Clearly, all of these developments provide opportunities for shipping and logistics companies. Supporting the country’s burgeoning renewables sector – through materials transport and transshipment, crewing and husbandry – is just one example of the myriad of new developments occurring in the country.
Taiwan presents shipping and logistics providers with an opportunity to leverage the nation’s continuous growth and further develop their presence in the region. One such company to do so is GAC.
GAC Taiwan was established in 1999, with its main office in the capital Taipei. In 2014 the company expanded to the south for business development opportunities in southern Taiwan. Then, in January 2017, this office in Kaohsiung was bolstered with a full complement of shipping services to cater to growing ship agency needs at Taiwanese ports. GAC has observed an increase in port calls for breakbulk, tanker and cruise vessels compared to 5 years ago.

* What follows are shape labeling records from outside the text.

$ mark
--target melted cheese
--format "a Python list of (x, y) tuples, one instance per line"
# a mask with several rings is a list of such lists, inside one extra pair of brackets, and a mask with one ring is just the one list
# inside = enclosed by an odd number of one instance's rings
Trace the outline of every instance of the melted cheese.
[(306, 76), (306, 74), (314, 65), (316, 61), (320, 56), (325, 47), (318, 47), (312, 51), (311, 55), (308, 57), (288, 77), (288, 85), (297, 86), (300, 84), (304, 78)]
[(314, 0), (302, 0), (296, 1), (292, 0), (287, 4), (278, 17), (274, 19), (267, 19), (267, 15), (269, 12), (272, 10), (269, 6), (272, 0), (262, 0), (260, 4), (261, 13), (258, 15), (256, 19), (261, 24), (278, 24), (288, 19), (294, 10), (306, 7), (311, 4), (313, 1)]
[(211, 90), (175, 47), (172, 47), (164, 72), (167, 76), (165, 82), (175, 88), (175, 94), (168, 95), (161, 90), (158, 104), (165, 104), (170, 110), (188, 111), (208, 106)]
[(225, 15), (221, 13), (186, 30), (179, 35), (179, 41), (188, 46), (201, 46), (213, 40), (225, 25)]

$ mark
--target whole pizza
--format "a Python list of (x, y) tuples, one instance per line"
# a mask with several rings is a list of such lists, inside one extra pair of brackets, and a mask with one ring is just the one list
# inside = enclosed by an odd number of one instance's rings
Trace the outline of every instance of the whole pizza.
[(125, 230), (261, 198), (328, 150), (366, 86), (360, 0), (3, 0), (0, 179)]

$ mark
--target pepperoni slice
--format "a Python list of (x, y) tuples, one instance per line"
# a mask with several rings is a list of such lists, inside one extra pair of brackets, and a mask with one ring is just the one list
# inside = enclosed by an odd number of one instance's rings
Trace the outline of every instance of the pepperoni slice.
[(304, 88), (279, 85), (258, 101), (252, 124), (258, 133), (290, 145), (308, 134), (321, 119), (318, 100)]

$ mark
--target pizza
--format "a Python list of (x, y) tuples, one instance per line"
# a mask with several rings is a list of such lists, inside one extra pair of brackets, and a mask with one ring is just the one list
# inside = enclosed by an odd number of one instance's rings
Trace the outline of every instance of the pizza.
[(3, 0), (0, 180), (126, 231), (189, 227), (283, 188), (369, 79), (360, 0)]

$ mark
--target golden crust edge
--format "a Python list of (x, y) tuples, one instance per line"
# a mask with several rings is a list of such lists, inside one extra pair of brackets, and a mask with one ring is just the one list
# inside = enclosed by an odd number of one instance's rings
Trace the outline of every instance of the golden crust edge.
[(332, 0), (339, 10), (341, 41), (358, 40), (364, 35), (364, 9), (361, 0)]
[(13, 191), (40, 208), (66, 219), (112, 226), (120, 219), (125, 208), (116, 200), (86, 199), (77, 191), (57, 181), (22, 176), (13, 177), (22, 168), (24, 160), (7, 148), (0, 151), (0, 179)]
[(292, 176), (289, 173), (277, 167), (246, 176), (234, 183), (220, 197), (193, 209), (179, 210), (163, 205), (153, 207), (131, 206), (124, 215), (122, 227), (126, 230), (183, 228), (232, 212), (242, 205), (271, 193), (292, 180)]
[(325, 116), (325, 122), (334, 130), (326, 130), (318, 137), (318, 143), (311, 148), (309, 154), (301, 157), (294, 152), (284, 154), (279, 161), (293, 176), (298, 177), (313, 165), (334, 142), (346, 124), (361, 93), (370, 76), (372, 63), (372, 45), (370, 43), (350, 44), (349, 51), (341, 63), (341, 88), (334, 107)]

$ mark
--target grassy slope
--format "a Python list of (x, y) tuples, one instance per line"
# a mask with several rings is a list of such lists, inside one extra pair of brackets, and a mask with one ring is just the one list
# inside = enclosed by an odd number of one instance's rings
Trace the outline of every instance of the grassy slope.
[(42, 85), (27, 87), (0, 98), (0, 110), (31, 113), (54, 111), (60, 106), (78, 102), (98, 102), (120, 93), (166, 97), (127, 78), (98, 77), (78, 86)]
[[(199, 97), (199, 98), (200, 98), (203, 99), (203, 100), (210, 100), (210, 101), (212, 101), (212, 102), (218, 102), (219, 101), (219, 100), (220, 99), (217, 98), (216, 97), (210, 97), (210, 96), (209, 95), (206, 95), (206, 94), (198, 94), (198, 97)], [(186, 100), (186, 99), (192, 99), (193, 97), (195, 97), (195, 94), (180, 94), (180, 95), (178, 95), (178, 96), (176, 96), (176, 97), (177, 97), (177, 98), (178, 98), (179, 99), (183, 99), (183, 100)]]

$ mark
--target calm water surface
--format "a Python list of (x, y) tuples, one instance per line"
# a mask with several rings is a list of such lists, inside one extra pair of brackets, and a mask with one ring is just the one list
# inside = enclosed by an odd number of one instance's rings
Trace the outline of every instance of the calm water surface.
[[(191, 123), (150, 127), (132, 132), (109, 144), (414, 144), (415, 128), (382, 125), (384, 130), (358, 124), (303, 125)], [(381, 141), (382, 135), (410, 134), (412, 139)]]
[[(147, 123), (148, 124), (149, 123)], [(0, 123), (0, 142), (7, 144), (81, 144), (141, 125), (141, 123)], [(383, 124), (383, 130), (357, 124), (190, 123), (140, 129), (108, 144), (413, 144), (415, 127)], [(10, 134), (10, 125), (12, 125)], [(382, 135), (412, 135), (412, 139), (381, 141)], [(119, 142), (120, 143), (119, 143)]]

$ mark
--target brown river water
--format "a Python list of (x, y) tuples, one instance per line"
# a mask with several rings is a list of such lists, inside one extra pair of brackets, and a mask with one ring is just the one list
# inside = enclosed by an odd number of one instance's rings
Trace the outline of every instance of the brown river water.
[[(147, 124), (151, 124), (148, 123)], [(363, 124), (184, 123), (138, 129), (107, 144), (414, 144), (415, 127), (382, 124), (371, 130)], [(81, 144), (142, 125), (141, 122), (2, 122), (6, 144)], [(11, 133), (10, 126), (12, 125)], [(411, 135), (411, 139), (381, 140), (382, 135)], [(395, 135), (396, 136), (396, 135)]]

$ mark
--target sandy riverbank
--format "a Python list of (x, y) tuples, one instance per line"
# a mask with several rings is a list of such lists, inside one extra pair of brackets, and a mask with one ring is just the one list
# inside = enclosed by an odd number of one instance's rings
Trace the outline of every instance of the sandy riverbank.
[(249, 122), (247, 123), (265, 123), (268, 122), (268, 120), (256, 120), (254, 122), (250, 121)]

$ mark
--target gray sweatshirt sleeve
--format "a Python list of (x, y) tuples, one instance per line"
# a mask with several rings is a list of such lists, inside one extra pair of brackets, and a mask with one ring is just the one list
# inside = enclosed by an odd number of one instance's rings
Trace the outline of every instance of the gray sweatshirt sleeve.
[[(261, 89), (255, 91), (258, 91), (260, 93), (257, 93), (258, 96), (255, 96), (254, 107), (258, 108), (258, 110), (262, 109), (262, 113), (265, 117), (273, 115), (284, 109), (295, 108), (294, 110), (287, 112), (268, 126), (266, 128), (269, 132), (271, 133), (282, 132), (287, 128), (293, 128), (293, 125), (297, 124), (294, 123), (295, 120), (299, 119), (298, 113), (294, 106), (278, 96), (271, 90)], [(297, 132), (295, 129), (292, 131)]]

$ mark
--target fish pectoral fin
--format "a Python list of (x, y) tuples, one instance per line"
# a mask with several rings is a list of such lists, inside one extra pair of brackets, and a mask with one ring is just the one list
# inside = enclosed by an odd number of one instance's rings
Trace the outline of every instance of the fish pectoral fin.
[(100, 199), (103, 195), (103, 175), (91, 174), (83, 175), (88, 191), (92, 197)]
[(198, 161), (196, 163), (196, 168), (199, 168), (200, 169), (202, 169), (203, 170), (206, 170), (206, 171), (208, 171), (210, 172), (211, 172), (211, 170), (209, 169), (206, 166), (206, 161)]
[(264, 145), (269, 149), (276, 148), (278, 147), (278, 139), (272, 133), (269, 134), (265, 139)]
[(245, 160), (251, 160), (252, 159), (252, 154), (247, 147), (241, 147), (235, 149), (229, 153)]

This in no small part, reflects the country’s growing demand for raw materials to drive industry, and oil and gas to power those developments.
Taiwan is no different from the rest of the world, however – stiff competition, low profit margins and rising operating costs are some of the challenges that the shipping and logistics sector is facing as they navigate through the current economic environment. With cost-saving as a key priority for manufacturers, trading companies and carrier companies, customers are opting to transport their cargo via ocean freight instead of air freight to reduce costs. But this shift in trade patterns has also opened the door for shipping and logistics companies – because with increased volume comes increased demand for services.

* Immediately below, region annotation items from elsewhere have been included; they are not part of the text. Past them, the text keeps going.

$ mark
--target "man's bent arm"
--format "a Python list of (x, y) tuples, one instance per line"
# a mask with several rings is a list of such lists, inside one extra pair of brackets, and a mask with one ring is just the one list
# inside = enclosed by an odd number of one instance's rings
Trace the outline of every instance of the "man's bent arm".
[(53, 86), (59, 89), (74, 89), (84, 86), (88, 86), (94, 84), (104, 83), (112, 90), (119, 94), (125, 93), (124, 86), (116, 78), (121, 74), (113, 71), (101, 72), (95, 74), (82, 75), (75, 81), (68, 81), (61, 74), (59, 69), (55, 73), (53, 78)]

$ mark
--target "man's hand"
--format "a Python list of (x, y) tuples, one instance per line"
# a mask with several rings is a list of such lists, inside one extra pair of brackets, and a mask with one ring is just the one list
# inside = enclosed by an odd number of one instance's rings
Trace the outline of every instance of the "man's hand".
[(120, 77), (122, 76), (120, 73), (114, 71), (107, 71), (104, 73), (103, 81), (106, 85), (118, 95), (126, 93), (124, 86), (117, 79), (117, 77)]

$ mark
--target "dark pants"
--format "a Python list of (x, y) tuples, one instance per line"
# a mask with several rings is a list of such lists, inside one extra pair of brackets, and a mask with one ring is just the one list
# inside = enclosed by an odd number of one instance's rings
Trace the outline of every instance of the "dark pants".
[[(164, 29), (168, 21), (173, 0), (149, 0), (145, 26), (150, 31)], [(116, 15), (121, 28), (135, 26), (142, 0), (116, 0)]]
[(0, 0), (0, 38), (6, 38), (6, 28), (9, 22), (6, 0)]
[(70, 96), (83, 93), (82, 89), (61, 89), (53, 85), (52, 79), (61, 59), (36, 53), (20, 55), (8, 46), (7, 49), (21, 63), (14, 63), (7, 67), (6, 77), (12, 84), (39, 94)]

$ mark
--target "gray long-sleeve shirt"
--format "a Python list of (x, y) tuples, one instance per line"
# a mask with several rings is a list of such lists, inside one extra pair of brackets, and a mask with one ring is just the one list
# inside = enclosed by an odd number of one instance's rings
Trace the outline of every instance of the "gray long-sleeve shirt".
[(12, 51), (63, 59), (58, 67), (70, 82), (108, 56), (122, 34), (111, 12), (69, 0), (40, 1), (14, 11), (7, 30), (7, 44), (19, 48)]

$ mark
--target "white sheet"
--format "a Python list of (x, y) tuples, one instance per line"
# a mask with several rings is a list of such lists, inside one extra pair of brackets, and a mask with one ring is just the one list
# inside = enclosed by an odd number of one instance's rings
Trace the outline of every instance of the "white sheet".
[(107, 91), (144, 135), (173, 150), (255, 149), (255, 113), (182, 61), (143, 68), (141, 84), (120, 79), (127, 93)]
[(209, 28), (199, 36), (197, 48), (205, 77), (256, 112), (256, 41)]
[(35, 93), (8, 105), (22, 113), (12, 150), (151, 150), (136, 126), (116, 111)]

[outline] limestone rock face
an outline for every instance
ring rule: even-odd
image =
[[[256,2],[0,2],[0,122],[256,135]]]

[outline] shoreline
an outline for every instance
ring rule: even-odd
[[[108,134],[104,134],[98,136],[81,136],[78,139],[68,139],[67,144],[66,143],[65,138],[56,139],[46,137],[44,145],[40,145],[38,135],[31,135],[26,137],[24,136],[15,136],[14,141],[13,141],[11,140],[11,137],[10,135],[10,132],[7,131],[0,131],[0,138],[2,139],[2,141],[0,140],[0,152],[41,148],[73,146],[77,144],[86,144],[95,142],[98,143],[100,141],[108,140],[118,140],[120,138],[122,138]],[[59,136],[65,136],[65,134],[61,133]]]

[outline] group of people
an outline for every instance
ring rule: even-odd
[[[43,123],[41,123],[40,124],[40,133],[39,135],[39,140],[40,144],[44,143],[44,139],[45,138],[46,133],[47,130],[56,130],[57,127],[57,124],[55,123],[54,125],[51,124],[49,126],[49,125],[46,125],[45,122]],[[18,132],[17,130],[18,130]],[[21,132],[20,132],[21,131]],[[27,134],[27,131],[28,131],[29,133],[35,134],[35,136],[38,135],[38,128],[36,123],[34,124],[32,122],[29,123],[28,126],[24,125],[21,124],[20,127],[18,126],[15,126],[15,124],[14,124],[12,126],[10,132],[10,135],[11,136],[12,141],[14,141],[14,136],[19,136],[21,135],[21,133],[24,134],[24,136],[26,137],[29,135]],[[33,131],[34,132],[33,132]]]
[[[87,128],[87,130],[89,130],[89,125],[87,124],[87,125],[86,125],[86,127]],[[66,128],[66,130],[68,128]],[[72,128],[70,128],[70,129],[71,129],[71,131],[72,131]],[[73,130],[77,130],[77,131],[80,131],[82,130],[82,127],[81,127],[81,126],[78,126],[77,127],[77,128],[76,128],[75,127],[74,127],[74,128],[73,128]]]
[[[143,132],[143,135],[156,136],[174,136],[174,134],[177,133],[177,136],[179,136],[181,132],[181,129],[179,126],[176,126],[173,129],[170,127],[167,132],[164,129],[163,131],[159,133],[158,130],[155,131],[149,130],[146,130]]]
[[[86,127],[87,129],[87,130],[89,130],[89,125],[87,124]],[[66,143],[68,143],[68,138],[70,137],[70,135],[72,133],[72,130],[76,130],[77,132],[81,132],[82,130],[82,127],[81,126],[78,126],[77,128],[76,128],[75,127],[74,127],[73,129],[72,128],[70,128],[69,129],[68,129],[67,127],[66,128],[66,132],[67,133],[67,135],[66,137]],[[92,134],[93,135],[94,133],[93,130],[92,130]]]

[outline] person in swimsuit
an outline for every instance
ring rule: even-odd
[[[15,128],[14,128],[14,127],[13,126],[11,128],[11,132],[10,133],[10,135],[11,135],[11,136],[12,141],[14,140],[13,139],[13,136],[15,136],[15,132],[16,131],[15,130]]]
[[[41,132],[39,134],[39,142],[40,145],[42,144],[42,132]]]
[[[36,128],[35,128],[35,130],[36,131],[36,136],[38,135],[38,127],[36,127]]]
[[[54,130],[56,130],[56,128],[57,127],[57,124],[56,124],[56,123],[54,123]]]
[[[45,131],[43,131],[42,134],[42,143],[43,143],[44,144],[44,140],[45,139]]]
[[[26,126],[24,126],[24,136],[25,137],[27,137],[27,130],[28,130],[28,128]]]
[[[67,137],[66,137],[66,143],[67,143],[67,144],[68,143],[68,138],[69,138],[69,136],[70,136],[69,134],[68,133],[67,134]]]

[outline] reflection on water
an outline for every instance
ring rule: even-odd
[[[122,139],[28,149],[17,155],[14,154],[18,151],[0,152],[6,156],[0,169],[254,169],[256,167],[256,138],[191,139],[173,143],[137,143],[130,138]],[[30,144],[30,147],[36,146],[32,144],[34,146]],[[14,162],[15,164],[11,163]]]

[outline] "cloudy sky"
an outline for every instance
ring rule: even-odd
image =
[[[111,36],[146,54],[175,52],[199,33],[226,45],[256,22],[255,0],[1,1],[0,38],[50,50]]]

Customers are increasingly demanding cost-effective and timely solutions. Leveraging this, GAC Taiwan serves as a ‘one-stop shop’, providing holistic logistics and shipping services to customers, ensuring cost-savings while delivering a high standard of quality and service, from production through to the delivery destination.
Service quality, cost efficiency and reliability are viewed as key differentiators in today’s competitive environment and are integral to GAC Taiwan, who undertake stringent checks on suppliers, alongside nationally mandated HSSE requirements, to ensure compliance and high standard of service delivery.
Taiwan already plays an indispensable role in global trade – but it is clear that fortunes for the island nation are on the rise. The continuous growth and development in the region is bringing about new opportunities for shipping and logistics providers to leverage, and, if discerningly done, cement their presence in the region for years to come.